Die Deutsche Schmerzgesellschaft e.V. und die Deutsche Migräne- und Kopfschmerzgesellschaft e. V. (DMKG) weisen darauf hin, dass lediglich bei einem Bruchteil der Erkrankungen mit chronischen Schmerzen erwiesen ist, dass cannabisbasierte Arzneimittel helfen. Von einer Eigentherapie mit Cannabisblüten raten Experten ausdrücklich ab, da die Dosierungen ungenau seien und es zu unerwünschten, gesundheitsschädlichen Nebenwirkungen kommen könne.

„Es besteht keine ausreichende Evidenz, dass cannabisbasierte Arzneimittel in der Therapie bei Tumorschmerzen, rheumatischen und gastrointestinalen Schmerzen oder bei Appetitlosigkeit bei Krebs und AIDS wirksam sind“, erklärt Professor Dr. med. Winfried Häuser, Kongresspräsident und Ärztlicher Leiter des Schwerpunktes Psychosomatik der Klinik Innere Medizin I des Klinikums Saarbrücken. Häuser wertete zusammen mit Kollegen aus insgesamt 750 identifizierten Studien elf systematische Übersichten zu diesem Thema aus, die zwischen Januar 2009 bis Januar 2017 erschienen sind. Die Forscher kommen in der aktuell im Deutschen Ärzteblatt veröffentlichten Arbeit zu dem Ergebnis, dass keine ausreichende Evidenz für cannabisbasierte Arzneimittel (Dronabinol, Nabilon, Medizinalhanf, THC/CBD-Spray) bei Tumorschmerzen, rheumatischen und gastrointestinalen Schmerzen besteht. Auch positive Effekte bei Appetitlosigkeit, unter der Krebspatienten und Menschen mit AIDS häufig leiden, sind nach der wissenschaftlichen Auswertung nicht erwiesen. „Eine ausreichende Quantität der Evidenz besteht nur beim neuropathischen Schmerz“, ergänzt Häuser.

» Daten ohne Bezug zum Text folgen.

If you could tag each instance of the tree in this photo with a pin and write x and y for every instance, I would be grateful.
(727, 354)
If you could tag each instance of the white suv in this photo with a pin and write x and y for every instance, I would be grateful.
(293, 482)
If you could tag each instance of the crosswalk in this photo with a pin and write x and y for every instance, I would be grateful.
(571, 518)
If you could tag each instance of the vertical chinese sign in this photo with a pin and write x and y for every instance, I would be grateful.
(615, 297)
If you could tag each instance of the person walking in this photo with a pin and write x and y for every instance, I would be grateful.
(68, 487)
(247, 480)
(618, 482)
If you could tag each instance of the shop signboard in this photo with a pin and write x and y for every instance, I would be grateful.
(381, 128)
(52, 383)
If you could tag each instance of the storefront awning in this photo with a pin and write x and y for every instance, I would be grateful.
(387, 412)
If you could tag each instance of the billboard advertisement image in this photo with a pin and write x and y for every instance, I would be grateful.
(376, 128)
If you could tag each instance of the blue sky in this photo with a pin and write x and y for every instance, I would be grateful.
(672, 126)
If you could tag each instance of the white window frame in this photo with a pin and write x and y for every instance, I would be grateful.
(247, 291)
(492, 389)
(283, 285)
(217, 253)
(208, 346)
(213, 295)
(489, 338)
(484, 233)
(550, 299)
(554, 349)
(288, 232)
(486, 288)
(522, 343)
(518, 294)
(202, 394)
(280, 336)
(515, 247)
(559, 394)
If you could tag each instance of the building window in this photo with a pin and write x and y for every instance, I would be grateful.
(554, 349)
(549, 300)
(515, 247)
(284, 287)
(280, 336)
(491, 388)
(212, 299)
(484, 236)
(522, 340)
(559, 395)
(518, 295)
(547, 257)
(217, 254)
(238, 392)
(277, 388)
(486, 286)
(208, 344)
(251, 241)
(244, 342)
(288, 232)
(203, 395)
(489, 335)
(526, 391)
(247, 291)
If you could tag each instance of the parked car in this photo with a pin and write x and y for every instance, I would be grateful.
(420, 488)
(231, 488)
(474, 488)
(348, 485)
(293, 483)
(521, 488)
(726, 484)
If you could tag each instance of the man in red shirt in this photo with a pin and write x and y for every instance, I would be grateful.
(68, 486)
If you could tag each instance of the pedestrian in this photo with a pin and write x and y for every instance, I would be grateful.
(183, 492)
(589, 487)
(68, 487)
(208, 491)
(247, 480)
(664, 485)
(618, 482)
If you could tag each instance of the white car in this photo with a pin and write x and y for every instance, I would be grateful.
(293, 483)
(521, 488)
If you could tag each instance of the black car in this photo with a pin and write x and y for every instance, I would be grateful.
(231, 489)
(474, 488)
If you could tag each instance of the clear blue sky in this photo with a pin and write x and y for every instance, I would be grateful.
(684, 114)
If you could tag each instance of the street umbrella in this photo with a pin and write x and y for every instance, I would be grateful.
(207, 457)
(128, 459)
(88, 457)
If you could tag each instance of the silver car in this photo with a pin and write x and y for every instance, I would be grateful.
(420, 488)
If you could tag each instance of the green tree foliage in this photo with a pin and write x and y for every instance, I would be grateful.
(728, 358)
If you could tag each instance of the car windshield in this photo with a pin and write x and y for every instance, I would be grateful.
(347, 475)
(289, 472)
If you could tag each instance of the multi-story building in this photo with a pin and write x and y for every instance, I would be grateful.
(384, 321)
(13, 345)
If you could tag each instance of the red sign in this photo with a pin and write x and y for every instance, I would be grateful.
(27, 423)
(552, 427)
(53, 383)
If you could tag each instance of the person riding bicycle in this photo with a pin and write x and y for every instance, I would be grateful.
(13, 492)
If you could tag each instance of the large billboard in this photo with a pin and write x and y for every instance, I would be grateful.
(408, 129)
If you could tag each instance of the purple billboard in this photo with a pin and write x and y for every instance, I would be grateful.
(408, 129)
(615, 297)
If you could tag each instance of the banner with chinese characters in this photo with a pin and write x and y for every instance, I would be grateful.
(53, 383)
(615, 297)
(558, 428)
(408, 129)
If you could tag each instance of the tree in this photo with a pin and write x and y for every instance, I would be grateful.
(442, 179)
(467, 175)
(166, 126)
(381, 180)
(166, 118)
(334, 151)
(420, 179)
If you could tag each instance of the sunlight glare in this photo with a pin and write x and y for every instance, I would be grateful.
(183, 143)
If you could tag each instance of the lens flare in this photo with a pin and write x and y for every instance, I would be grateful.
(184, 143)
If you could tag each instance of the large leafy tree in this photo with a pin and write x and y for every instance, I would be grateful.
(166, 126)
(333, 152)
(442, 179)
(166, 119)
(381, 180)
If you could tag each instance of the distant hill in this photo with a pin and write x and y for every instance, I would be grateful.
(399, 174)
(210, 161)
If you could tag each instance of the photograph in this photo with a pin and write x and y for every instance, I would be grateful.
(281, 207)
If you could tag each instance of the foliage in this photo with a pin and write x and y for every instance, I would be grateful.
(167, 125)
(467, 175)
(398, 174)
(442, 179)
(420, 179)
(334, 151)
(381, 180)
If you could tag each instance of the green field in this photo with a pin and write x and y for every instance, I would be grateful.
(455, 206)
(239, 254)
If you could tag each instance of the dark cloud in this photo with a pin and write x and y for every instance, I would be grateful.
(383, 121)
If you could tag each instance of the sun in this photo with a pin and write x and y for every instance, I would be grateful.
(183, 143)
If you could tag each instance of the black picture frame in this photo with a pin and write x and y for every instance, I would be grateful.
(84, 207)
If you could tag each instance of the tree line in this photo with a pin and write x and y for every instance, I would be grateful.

„Cannabis als Schmerzmittel ist seit der Gesetzesänderung im März en vogue. Die intensive Medienberichterstattung hat dazu geführt, dass zum Teil auch Kopfschmerzpatienten eine Verordnung vehement einfordern“, berichtet PD Dr. med. Stefanie Förderreuther, Präsidentin der Deutschen Migräne- und Kopfschmerzgesellschaft (DMKG) e. V.. „Doch leider ist die Studienlage auch in diesem Bereich noch zu dürftig, als dass wir eine reguläre Behandlung mit Cannabinoiden empfehlen würden. Wir brauchen Studien, die beweisen, dass eines oder verschiedene Cannabinoide in der Behandlung von definierten Kopfschmerzsyndromen nicht nur wirksam, sondern vor allem auch sicher sind. Anders als bei allen zur Kopfschmerzbehandlung zugelassenen Substanzen fehlen entsprechende Daten.“ Die Oberärztin der Neurologischen Klinik der Ludwig-Maximilians-Universität München warnt daher insbesondere vor der übereilten Verordnung von Cannabis bei Kopfschmerzen und Migräne.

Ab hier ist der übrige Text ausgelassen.